FTSite: high accuracy detection of ligand binding sites on unbound protein structures

Abstract

Motivation: Binding site identification is a classical problem that is important for a range of applications, including the structure-based prediction of function, the elucidation of functional relationships among proteins, protein engineering and drug design. We describe an accurate method of binding site identification, namely FTSite. This method is based on experimental evidence that ligand binding sites also bind small organic molecules of various shapes and polarity. The FTSite algorithm does not rely on any evolutionary or statistical information, but achieves near experimental accuracy: it is capable of identifying the binding sites in over 94% of apo proteins from established test sets that have been used to evaluate many other binding site prediction methods.

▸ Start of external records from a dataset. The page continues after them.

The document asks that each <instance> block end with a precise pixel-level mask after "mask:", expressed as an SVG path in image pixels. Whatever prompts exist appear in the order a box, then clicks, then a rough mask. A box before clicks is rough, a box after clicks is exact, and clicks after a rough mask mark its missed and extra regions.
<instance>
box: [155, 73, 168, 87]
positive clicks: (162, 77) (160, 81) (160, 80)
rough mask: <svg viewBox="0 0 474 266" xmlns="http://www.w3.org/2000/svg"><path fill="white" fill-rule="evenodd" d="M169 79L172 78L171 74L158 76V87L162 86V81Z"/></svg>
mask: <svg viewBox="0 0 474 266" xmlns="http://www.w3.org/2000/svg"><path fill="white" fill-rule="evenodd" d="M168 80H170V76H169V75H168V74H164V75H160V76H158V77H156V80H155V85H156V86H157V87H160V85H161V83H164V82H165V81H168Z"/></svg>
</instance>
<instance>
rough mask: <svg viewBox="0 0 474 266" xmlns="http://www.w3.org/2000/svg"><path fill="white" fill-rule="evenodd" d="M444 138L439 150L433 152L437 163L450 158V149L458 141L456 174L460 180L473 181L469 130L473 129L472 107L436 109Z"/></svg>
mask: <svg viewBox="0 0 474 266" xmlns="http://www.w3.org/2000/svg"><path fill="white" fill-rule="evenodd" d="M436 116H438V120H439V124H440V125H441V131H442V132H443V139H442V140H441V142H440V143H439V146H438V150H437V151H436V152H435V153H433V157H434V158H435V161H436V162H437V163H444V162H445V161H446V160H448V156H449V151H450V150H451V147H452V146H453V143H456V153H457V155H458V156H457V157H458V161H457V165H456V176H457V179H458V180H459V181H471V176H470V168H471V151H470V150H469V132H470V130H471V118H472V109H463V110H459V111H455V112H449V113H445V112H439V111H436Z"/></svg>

Availability: FTSite is freely available as a web-based server at http://ftsite.bu.edu.

Fig. 1.

Methodology of FTSite and its performance on two sets of test proteins. (a) FTSite identifies regions that have the highest number of non-bonded interactions with overlapping low energy clusters of several small molecular probes. (b) Two successful examples are shown. The ligands of each respective target are shown as cyan sticks and the putative ligand binding sites are colored salmon and green for the first and second highest ranked sites, respectively. Left: β-amylase (PDB ID: 1BYA (apo) and 1BYB (holo)). Right: HIV-2 protease (PDB ID 1HSI (apo) and 1IDA (holo)). (c) Top: on the LIGSITE^CSC test set, FTSite has an accuracy of 94% using only the top ranked prediction of the ligand binding site, and 98% using the top three. Bottom: on the QSiteFinder test set, FTSite has an accuracy of 97% using only the top ranked prediction.